Achievement
A novel programming system that extends C with intuitive, language-level support for programming Non-Volatile Memory (NVM) as persistent, high-performance main memory.
Significance and Impact
NVM main memory hierarchies are playing an increasingly significant role in most computing systems, such as mobile, enterprise, and HPC architectures. NVL-C is designed with language features, compiler analyses, and run-time checks that guard against both software failures and hardware failures that can corrupt persistent data stored in NVM.
Research Details
- We describe novel static analyses and transformations in LLVM to support correct and efficient code generation for an underlying memory system including NVM.
- We evaluate NVL-C on a number of applications to show its flexibility, performance, and correctness.
- We identify two optimizations that significantly improve performance in our test applications: NVM pointer hoisting and aggregation of transaction data.
Overview
Computer architecture experts expect that NVM hierarchies will play a more significant role in future systems including mobile, enterprise, and HPC architectures.

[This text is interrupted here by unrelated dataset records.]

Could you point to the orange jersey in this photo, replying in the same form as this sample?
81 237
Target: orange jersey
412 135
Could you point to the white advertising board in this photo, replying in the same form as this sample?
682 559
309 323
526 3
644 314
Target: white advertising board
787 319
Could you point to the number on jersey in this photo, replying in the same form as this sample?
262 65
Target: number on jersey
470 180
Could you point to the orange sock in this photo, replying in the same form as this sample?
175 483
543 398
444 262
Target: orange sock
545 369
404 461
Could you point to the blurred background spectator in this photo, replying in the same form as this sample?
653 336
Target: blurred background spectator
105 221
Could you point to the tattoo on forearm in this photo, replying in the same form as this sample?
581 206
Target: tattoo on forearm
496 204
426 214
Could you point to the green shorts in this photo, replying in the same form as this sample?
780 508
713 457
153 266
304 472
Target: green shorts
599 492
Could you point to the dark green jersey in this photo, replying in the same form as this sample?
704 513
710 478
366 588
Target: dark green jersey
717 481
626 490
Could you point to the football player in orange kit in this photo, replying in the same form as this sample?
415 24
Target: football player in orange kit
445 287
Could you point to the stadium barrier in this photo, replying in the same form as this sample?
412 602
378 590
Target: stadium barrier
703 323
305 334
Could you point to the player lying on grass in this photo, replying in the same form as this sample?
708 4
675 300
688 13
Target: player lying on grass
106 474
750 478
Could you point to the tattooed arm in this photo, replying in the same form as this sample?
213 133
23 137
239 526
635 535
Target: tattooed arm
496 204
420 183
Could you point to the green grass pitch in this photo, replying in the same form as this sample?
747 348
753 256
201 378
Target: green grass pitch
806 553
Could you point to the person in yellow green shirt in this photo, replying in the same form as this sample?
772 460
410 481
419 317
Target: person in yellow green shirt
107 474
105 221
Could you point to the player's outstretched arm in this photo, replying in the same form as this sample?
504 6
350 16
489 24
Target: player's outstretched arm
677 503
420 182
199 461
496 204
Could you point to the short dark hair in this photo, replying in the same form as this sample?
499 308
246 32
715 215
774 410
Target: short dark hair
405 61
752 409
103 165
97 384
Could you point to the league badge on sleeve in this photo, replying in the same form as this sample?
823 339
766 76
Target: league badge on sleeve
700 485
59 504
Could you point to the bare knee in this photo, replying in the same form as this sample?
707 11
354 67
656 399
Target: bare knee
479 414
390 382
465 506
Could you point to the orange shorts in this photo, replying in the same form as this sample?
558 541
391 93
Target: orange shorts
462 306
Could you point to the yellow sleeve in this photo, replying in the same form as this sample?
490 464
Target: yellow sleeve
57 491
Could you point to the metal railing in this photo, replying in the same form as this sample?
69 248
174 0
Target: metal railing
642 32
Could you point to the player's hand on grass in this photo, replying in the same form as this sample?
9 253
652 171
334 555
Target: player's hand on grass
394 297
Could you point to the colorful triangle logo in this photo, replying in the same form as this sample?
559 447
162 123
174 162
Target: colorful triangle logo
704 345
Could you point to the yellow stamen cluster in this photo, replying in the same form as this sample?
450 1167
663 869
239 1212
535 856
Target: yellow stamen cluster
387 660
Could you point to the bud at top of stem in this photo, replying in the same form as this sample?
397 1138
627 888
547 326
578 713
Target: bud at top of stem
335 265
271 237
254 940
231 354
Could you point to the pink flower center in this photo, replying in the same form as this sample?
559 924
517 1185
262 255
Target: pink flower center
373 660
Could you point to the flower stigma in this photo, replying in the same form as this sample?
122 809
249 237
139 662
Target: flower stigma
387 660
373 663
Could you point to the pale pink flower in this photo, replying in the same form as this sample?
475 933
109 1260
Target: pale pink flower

With this expectation in mind, we present NVL-C: a novel programming system that facilitates the efficient and correct programming of NVM main memory systems. The NVL-C programming abstraction extends C with a small set of intuitive language features that target NVM main memory, and can be combined directly with traditional C memory model features for DRAM. We have designed these new features t
o enable compiler analyses and run-time checks that can improve performance and guard against a number of subtle programming errors, which, when left uncorrected, can corrupt NVM-stored data. Moreover, to enable recovery of data across application or system failures, these NVL-C features include a flexible directive for specifying NVM transactions. So that our implementation might be extended to other compiler front ends and languages, the majority of our compiler analyses are implemented in an extended version of LLVM's intermediate representation (LLVM IR). We evaluate NVL-C on a number of applications to show its flexibility, performance, and correctness.